In 2013, the sesquicentennial year of both the Bear River campaign and the establishment of Idaho
Territory, the Idaho State Historical Society (ISHS) applied to the American Battlefield Protection
Program (ABPP) for funding to survey, map, and evaluate the condition of selected parcels of the Bear
River Massacre National Historic Landmark. One of four western Civil War battlefields recognized by
the ABPP, the Bear River Massacre NHL was the site of an attack by Federal forces under Colonel
Patrick Connor against a large Shoshone village in the winter of 1863. The engagement occurred during
the height of the Civil War, and at a low point in Shoshone fortunes.
During the forty years preceding the attack, the Cache Valley Shoshone had undergone a population
reduction of almost two-thirds, from 1,400 to 500. The bison, pronghorn, bighorn, elk and deer formerly
so abundant in the region were largely gone by 1863. The Shoshones subsisted on smaller game, Mormon
charity, and emigrant plunder.
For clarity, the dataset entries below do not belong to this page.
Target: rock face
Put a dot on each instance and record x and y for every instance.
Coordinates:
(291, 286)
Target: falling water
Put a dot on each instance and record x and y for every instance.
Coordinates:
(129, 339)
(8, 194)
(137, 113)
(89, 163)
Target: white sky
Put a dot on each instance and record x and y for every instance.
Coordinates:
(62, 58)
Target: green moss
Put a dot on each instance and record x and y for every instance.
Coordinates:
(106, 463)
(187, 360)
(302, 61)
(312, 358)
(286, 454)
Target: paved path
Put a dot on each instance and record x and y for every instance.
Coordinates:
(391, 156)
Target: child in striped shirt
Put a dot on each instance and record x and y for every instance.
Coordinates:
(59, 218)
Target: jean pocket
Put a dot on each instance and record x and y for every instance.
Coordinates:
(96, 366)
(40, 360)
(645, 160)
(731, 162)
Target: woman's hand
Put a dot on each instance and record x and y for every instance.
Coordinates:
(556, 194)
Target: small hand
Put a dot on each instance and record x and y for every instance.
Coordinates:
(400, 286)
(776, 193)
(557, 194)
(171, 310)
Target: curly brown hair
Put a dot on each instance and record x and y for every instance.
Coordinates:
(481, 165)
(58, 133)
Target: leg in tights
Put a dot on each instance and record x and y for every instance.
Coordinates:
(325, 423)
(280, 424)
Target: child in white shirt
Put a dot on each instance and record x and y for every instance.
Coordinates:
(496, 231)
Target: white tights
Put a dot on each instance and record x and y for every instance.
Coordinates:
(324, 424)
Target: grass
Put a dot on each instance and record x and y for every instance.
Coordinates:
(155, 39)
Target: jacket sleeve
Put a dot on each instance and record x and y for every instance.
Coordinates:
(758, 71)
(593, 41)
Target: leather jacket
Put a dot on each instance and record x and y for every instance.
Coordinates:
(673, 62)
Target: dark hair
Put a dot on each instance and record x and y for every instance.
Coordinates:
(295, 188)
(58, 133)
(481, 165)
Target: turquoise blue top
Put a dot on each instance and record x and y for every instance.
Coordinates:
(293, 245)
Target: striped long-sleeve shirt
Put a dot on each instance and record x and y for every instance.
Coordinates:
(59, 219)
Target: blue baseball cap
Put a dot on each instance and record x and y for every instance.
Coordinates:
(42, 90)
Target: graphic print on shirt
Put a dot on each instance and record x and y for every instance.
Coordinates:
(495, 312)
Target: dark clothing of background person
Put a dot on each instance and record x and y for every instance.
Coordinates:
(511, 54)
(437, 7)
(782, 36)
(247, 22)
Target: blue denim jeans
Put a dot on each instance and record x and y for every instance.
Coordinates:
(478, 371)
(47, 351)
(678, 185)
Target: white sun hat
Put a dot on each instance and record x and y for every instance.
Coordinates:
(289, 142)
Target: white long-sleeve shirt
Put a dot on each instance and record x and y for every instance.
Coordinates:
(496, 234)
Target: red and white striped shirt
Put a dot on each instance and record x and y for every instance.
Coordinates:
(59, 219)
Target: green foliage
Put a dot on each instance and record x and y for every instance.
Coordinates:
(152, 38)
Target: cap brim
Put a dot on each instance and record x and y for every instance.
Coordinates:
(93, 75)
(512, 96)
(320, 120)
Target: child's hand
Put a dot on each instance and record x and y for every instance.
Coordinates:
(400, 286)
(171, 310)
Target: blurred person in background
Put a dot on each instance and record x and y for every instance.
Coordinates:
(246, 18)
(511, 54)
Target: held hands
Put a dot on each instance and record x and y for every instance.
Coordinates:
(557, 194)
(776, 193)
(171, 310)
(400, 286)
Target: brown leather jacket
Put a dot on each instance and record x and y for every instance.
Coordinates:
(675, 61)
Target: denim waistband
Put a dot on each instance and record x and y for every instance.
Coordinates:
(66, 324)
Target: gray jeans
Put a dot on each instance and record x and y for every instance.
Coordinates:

Conflicts escalated, culminating in Connor’s attack. Four hours of fighting
in bitterly cold conditions left the village sacked and burned, at least 250 of the inhabitants slain, and a
third of the 200 attacking soldiers dead or wounded.
Although sometimes described as the least known military atrocity in American history, the details of the
Bear River engagement are relatively well documented and have been told repeatedly over the past eighty
years. Nevertheless, though locally commemorated since 1931 as an important historical site, and placed
on the National Register of Historic Places and designated a National Historic Landmark in 1990, little
was known of the property’s archeological record or its landscape integrity when we began this project.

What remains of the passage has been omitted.